A judge for the US District Court for the Eastern District of Michigan [official website] ruled [opinion, PDF] Thursday that a provision of the recently enacted health care reform law [HR 3590 text; JURIST news archive] requiring all individuals to maintain health insurance or pay a penalty is constitutional. The suit [complaint, PDF], filed in March by conservative public interest group the Thomas More Law Center [advocacy website], on the same day President Barack Obama signed the bill into law [JURIST report], argued that the mandate that all individuals carry health insurance was unconstitutional. Judge George Steeh found that Congress has the constitutional authority to require all individuals to buy health care insurance through the Commerce Clause:
There is a rational basis to conclude that, in the aggregate, decisions to forego insurance coverage in preference to attempting to pay for health care out of pocket drive up the cost of insurance. The costs of caring for the uninsured who prove unable to pay are shifted to health care providers, to the insured population in the form of higher premiums, to governments, and to taxpayers. The decision whether to purchase insurance or to attempt to pay for health care out of pocket, is plainly economic. These decisions, viewed in the aggregate, have clear and direct impacts on health care providers, taxpayers, and the insured population who ultimately pay for the care provided to those who go without insurance. These are the economic effects addressed by Congress in enacting the Act and the minimum coverage provision.Steeh also found that a penalty against those who do not have health insurance would not be an unconstitutional direct tax. The Thomas More Law Center plans to appeal [press release].

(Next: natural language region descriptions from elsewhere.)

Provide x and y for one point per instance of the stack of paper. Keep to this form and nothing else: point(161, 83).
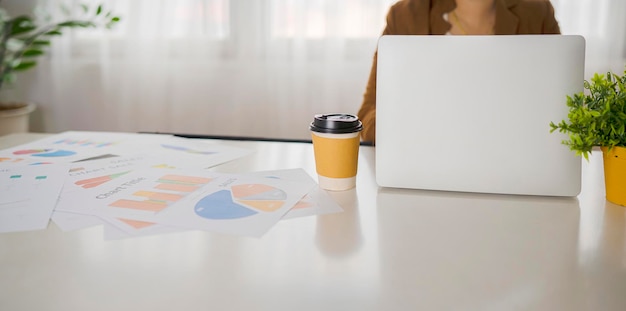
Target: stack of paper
point(143, 184)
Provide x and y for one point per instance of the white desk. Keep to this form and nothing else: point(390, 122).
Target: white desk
point(389, 250)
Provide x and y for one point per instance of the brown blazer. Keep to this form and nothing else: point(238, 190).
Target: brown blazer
point(425, 17)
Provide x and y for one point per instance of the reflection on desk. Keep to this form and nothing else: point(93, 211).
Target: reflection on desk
point(390, 250)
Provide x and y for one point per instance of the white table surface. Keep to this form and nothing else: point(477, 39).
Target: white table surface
point(389, 250)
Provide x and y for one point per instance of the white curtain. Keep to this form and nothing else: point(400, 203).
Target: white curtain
point(242, 67)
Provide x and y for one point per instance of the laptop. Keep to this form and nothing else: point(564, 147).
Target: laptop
point(472, 113)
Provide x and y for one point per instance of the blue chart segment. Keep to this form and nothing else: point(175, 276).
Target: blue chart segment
point(220, 205)
point(241, 201)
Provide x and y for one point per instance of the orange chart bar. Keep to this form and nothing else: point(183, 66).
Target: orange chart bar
point(140, 205)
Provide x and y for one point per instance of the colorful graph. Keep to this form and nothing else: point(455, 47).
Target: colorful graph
point(11, 160)
point(188, 150)
point(97, 181)
point(177, 186)
point(46, 153)
point(84, 143)
point(242, 201)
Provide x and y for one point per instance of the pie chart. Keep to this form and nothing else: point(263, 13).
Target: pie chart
point(240, 201)
point(46, 153)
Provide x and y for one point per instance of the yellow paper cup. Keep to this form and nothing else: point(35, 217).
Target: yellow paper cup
point(615, 174)
point(336, 147)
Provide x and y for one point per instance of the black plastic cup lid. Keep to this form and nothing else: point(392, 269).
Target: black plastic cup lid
point(336, 123)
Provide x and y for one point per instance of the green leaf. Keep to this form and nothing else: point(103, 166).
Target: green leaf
point(32, 53)
point(24, 65)
point(83, 24)
point(41, 42)
point(53, 33)
point(21, 25)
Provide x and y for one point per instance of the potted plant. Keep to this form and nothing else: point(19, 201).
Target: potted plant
point(598, 118)
point(23, 39)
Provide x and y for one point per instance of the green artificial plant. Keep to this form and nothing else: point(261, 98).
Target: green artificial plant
point(24, 38)
point(596, 117)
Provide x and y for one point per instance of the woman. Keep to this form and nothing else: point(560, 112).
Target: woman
point(457, 17)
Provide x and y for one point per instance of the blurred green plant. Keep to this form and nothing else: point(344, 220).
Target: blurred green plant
point(597, 118)
point(24, 38)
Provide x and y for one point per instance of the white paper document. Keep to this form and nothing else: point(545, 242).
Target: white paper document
point(28, 195)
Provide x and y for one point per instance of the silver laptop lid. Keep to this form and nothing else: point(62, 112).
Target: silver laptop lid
point(472, 113)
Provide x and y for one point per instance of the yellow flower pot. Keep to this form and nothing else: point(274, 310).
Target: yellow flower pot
point(615, 174)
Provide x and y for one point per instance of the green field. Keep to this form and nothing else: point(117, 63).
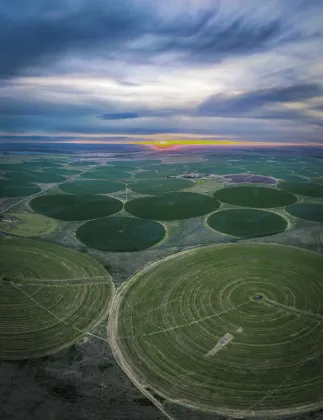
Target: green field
point(120, 234)
point(15, 189)
point(26, 224)
point(75, 207)
point(92, 187)
point(204, 341)
point(172, 206)
point(308, 189)
point(247, 222)
point(161, 186)
point(258, 197)
point(306, 211)
point(50, 297)
point(40, 177)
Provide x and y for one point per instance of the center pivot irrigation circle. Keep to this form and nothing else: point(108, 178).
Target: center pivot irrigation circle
point(50, 297)
point(172, 206)
point(257, 197)
point(75, 207)
point(193, 328)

The Obama administration is also facing various other health care lawsuits. In June, the National Federation of Independent Businesses (NFIB) [association website], a small business lobby group, joined a lawsuit [complaint, PDF; JURIST report] challenging the constitutionality of the health care reform law. The NFIB joined 20 states in a legal battle that began in March when a complaint seeking injunction and declaratory relief was filed in a Florida federal court. In May, the Obama administration filed a brief [text, PDF] urging the dismissal [JURIST report] of a lawsuit brought by the state of Virginia challenging the constitutionality of the law, but, in August, a federal judge announced he would allow the case to proceed [JURIST report].